MEXICO CITY (Reuters) - Mexico's economy posted its fastest growth in more than two years on Wednesday, and the government stuck to its outlook, insisting there was no tangible threat yet from U.S. President-elect Donald Trump, who has threatened to tear up a free trade deal.
Gross domestic product grew by 1.0 percent in the third quarter compared with the prior quarter <MXGDPQ=ECI>, according to seasonally adjusted data from Mexico's statistics agency, in line with estimates in a Reuters poll.
It was the fastest quarterly expansion since the second quarter of 2014.
Deputy Finance Minister Vanessa Rubio said the government still expected the economy to grow between 2.0 and 2.6 percent in 2016, pointing to "solid" consumption despite weak factory production and lower oil output.

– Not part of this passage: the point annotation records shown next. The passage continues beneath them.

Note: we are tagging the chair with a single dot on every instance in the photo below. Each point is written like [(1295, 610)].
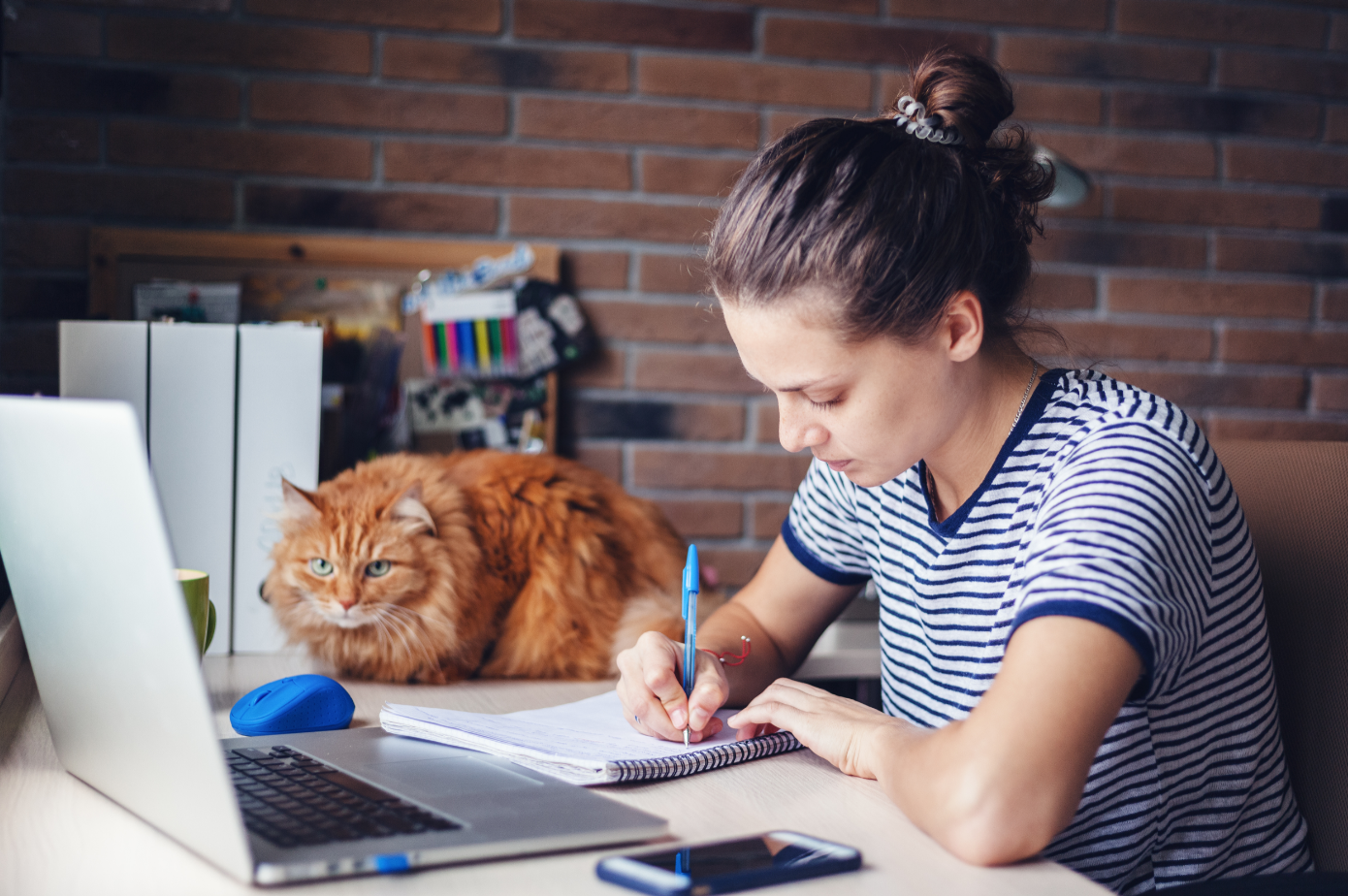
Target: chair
[(1296, 501)]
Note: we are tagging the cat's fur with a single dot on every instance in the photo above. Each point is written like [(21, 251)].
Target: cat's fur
[(501, 566)]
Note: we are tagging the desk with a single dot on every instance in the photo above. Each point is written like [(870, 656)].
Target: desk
[(59, 837)]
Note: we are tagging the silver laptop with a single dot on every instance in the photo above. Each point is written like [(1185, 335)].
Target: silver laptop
[(112, 650)]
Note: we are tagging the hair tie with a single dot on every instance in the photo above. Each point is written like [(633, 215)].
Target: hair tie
[(913, 118)]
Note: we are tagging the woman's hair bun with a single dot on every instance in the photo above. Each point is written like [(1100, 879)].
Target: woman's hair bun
[(965, 92)]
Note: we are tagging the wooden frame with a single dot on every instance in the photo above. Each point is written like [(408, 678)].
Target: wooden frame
[(110, 248)]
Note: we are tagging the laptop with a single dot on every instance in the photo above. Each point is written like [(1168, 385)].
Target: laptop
[(119, 675)]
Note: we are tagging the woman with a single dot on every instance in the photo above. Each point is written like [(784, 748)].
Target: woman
[(1075, 661)]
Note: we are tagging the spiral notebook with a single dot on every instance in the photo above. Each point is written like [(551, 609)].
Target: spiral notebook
[(585, 743)]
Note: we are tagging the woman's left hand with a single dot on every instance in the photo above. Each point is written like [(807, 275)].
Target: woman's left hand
[(842, 730)]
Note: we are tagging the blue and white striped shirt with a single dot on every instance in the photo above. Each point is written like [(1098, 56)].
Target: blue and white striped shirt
[(1107, 504)]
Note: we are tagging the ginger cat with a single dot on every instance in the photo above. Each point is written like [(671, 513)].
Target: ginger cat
[(441, 567)]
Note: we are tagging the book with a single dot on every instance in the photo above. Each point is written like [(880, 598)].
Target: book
[(587, 743)]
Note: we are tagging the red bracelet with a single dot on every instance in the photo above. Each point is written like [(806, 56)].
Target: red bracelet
[(732, 660)]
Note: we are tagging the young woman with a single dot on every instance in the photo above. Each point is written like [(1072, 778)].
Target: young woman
[(1075, 655)]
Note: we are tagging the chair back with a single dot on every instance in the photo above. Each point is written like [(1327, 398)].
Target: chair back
[(1296, 501)]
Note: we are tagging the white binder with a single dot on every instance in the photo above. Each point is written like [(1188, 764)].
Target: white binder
[(278, 436)]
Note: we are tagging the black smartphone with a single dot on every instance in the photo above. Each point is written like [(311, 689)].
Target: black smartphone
[(729, 865)]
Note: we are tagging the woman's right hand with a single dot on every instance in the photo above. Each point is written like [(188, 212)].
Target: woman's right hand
[(652, 688)]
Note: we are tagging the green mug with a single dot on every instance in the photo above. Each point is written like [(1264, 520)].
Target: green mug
[(196, 591)]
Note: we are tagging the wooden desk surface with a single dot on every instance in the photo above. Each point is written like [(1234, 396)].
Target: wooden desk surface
[(58, 836)]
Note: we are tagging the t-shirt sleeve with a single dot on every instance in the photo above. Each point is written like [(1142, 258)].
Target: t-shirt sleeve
[(1124, 539), (822, 529)]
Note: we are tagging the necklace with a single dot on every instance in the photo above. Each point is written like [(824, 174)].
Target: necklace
[(1025, 397)]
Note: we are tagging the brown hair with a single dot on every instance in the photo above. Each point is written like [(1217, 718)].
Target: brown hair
[(891, 224)]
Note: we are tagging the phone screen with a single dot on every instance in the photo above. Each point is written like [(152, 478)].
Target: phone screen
[(738, 857)]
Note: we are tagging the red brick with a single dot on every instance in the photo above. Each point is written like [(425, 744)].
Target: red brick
[(51, 141), (691, 176), (369, 209), (58, 33), (44, 298), (768, 518), (731, 470), (1210, 298), (1220, 390), (80, 88), (41, 244), (1285, 165), (603, 459), (1099, 341), (1336, 124), (733, 567), (658, 322), (1088, 15), (1334, 306), (693, 372), (497, 165), (768, 422), (1120, 248), (594, 270), (705, 519), (1216, 208), (674, 273), (389, 110), (1220, 113), (604, 369), (1133, 155), (580, 218), (238, 44), (121, 196), (1285, 346), (1330, 391), (1240, 428), (481, 16), (1060, 291), (636, 123), (1271, 72), (28, 348), (232, 149), (424, 59), (633, 23), (1098, 59), (715, 79), (1223, 21), (1306, 258), (861, 44)]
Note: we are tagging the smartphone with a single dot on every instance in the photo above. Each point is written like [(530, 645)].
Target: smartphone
[(729, 865)]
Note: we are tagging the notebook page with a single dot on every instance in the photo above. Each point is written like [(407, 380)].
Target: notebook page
[(591, 730)]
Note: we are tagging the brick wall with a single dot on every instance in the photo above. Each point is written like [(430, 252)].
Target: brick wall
[(1209, 263)]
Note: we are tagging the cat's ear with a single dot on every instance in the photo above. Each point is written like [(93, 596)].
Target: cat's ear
[(408, 507), (300, 505)]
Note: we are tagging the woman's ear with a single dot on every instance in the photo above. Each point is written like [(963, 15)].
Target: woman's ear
[(963, 326), (408, 508)]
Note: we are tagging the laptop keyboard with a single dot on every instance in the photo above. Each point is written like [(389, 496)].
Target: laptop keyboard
[(291, 799)]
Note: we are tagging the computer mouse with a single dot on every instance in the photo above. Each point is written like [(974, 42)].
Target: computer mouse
[(293, 705)]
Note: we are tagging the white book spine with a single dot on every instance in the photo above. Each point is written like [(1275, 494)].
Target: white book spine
[(279, 386), (107, 360), (192, 450)]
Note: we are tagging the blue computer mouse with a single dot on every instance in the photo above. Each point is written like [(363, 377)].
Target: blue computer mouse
[(293, 705)]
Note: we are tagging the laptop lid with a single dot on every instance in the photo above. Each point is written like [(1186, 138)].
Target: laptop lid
[(103, 616)]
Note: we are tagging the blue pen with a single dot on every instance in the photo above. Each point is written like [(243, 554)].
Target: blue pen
[(690, 587)]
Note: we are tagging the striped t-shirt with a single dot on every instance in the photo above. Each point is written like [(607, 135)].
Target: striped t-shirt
[(1106, 502)]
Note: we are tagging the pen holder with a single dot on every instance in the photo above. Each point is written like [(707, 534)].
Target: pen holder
[(196, 591)]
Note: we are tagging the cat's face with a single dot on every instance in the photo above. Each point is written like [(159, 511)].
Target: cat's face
[(349, 560)]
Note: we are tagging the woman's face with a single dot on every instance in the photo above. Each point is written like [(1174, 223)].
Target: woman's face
[(870, 410)]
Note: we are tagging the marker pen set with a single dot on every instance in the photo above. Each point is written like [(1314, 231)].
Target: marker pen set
[(470, 335)]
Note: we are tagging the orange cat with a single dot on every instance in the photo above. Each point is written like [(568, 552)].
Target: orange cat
[(442, 567)]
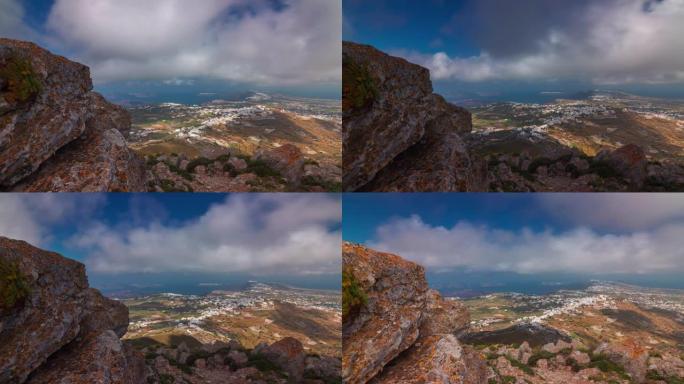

Mexico also held to its 2017 GDP forecasts, Rubio said, even after private sector economists cut their outlook for next year on expectations that U.S. President-elect Trump could enact policies that hurt Mexican exports. The United States is Mexico's top trade partner.
"Not one policy has materialized and now what we have are expectations. They are suppositions and we have to work with concrete issues, with enacted policies," Rubio said.
Trump threatened during his campaign to tear up a free trade deal with Mexico. The median of a poll from bank Banamex on Tuesday showed economists revised down their outlook for 2017 to 1.8 percent from 2.3 percent.
The poll projected 2.1 percent growth this year.
The GDP data showed the industrial sector grew 0.1 percent in the April-June period. Weak demand in the United States for Mexican-made goods has weighed on Latin America's second biggest economy.
Mexico's agricultural sector grew 2.0 percent, the data showed, while services advanced 1.4 percent, the fastest quarterly expansion since the third quarter of 2011.
Upwardly revised quarter-on-quarter data showed the economy grew a slight 0.1 percent in the second quarter compared with a previously reported contraction.
In annual terms, the economy grew 2.0 percent compared with the same period last year <MXGDPY=ECI>, in line with forecasts.